All Apps and Add-ons

Is there any way to speed up eStreamer eNcore data collection?

att35
Builder

Hi,

We are running the eSteamer eNcore app with default settings but it looks like it's not able to catch up with the FMC. Currently we are receiving data with time-stamp of Aug 7th 7:53 PM. We do see the time-stamp moving forward but it's extremely slow.

Tried changing the monitor.period setting under estreamer.conf to 30 seconds and even tried 1 sec just to see what happens but eNcore log files are still generated at the interval of 120 seconds, which is the default setting app came with. Splunk has been restarted after the change but the new setting doesn't seem to take effect.

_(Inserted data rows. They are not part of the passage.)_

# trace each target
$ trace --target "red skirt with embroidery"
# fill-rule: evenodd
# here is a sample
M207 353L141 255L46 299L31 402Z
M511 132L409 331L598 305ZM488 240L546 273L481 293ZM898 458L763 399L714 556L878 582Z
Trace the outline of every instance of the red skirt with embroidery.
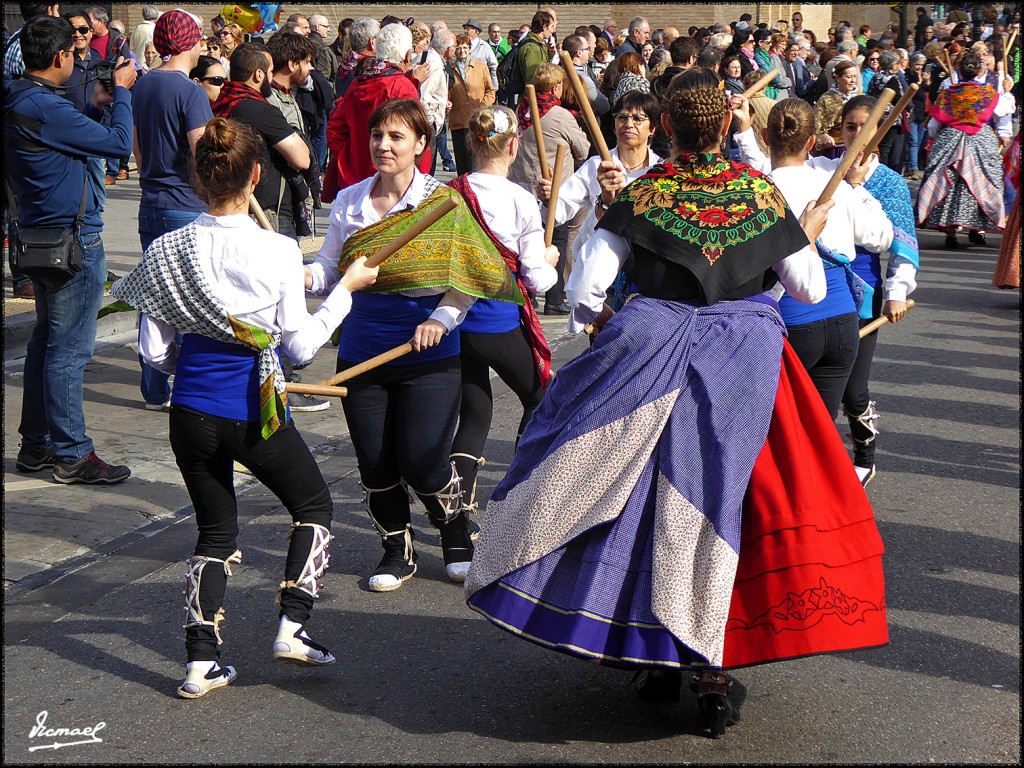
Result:
M739 551L723 667L889 641L871 505L788 342Z

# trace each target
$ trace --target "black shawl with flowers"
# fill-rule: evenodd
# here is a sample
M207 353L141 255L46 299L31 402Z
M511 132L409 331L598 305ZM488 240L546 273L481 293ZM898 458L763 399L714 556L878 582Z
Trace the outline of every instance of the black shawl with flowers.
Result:
M624 269L642 294L700 304L771 288L772 265L807 245L771 179L720 155L654 166L597 226L630 242Z

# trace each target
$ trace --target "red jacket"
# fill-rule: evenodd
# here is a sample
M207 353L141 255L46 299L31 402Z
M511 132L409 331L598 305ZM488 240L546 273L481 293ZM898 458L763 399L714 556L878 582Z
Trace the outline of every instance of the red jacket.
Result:
M419 84L394 66L380 74L360 75L334 102L327 124L327 146L332 162L328 164L321 199L330 203L339 190L373 176L377 169L370 160L370 115L391 98L420 100ZM429 142L417 167L430 173Z

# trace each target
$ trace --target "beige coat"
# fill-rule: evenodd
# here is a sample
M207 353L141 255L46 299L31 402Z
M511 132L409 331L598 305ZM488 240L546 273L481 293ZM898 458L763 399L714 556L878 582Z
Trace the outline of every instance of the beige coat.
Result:
M558 151L558 145L562 144L566 147L561 171L561 181L565 183L587 159L590 152L590 139L572 114L563 106L551 108L548 114L541 118L541 128L544 134L544 154L548 157L548 167L551 168L552 173L554 173L555 153ZM536 196L537 182L540 178L540 154L537 151L537 138L531 125L522 131L519 155L509 169L509 180L515 181L519 186Z
M452 60L452 89L449 99L452 101L452 112L449 113L449 127L453 131L469 128L469 118L481 106L489 106L495 102L495 86L490 82L490 71L483 61L470 58L466 61L466 79L459 74L459 66Z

Period changed to 10 seconds:
alt text

Log monitoring frequency still @ 2 minutes:
alt text

Has anyone been able to successfully modify the default settings for this app?

Thanks,

~ Abhi

1 Solution

sastrach
Path Finder

There is no way to speed up eStreamer eNcore through configuration today.

Your options are:

  1. Limit the events being sent by the server (e.g. turn off connections)
  2. Increase CPU power (if you're running in a VM then give at least 2 cores)
  3. Ensure a good network connection to the FMC
  4. Ensure you have good output disk performance

A few things worth noting

  • monitor.period refers to the frequency with which the monitor thread asks encore how it's doing. You will see the results of this in sourcetype=cisco:estreamer:log. It has nothing to do with performance. In fact the more frequently you ask, the slower encore will be. I would recommend you keep this at 120 seconds.
  • The difference in file timestamp has nothing to do with monitor.period. Each file is written to until it has 10,000 lines in it (configurable, although not in the Splunk UI). What we're seeing in your screenshot is that on average you're writing about 10000 events per 2 minutes - which is 83 events per second.
  • I have managed to get 350 events/sec using just one core of a Celeron CPU on a VM (and around 1200 using an i7 with SSD). At 83ev/s I don't think encore will break a sweat.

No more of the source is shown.